Как и с невесткой Жосса, амулет сработал.
Неожиданно Жосса охватила глубокая печаль. Он положил устричную раковину обратно в тайник. Над маленькой лесной полянкой витал дух тех двух юных влюбленных, и впервые Жосс почувствовал отчетливое неприятие того, что должен был сделать.
Но если мои доводы верны, Эланору убил Милон, напомнил он себе. И они оба были настолько алчными и завистливыми, что замыслили убийство Гунноры.
Твердо решив сочувствовать лишь тем, кто этого заслуживает, Жосс снова вышел на тропинку.
Он нашел спокойное место у пруда, в каких-нибудь пятидесяти шагах от обнаруженного им тайного укрытия, и сел на берег, чтобы подумать. Им владело стойкое убеждение, что Милон все еще где-то поблизости; он должен быть здесь, ведь у него срочное дело в аббатстве.
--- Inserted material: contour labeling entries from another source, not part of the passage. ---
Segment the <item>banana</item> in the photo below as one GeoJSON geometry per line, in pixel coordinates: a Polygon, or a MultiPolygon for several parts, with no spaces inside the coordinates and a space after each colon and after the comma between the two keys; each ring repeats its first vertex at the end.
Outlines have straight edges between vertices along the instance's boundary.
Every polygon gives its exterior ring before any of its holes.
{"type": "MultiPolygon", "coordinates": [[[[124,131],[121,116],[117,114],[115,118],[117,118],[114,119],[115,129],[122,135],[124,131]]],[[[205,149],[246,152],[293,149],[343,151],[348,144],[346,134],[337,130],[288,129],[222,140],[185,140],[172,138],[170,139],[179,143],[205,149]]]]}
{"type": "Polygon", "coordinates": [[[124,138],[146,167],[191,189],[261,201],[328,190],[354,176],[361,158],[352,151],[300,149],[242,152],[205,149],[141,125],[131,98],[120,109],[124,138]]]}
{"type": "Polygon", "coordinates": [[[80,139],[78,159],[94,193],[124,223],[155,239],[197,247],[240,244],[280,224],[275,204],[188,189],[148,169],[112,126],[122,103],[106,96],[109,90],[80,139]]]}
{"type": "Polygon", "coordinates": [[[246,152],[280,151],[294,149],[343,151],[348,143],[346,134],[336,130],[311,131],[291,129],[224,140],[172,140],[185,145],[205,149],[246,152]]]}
Как заключил Жосс, только одна вещь со всей определенностью связывала Милона с убийством Эланоры и, следовательно, Гунноры. И она – хотя Милон не мог знать об этом – лежала в полной безопасности в комнате аббатисы Элевайз. А где эта вещь могла находиться, по мнению Милона? Вне всякого сомнения, то был ужасный для него миг, когда он понял, что ее нет на теле жены. А в самом деле, почему ее там не было? – промелькнула у Жосса мысль. Он был уверен, что за день до смерти, когда он задавал Эланоре свои вопросы, она носила талисман под платьем. Почему же она сняла его той ночью? Аккуратно завернула вместе с обручальным кольцом, спрятала под матрас…
Впрочем, сейчас это не столь важно.
Итак, Милон обнаружил пропажу. Понял: Эланора оставила крест в монастыре. И, скорее всего, предположил, что она спрятала его в том единственном месте, которое монахиня может расценивать как личную территорию, – в своем спальном уголке.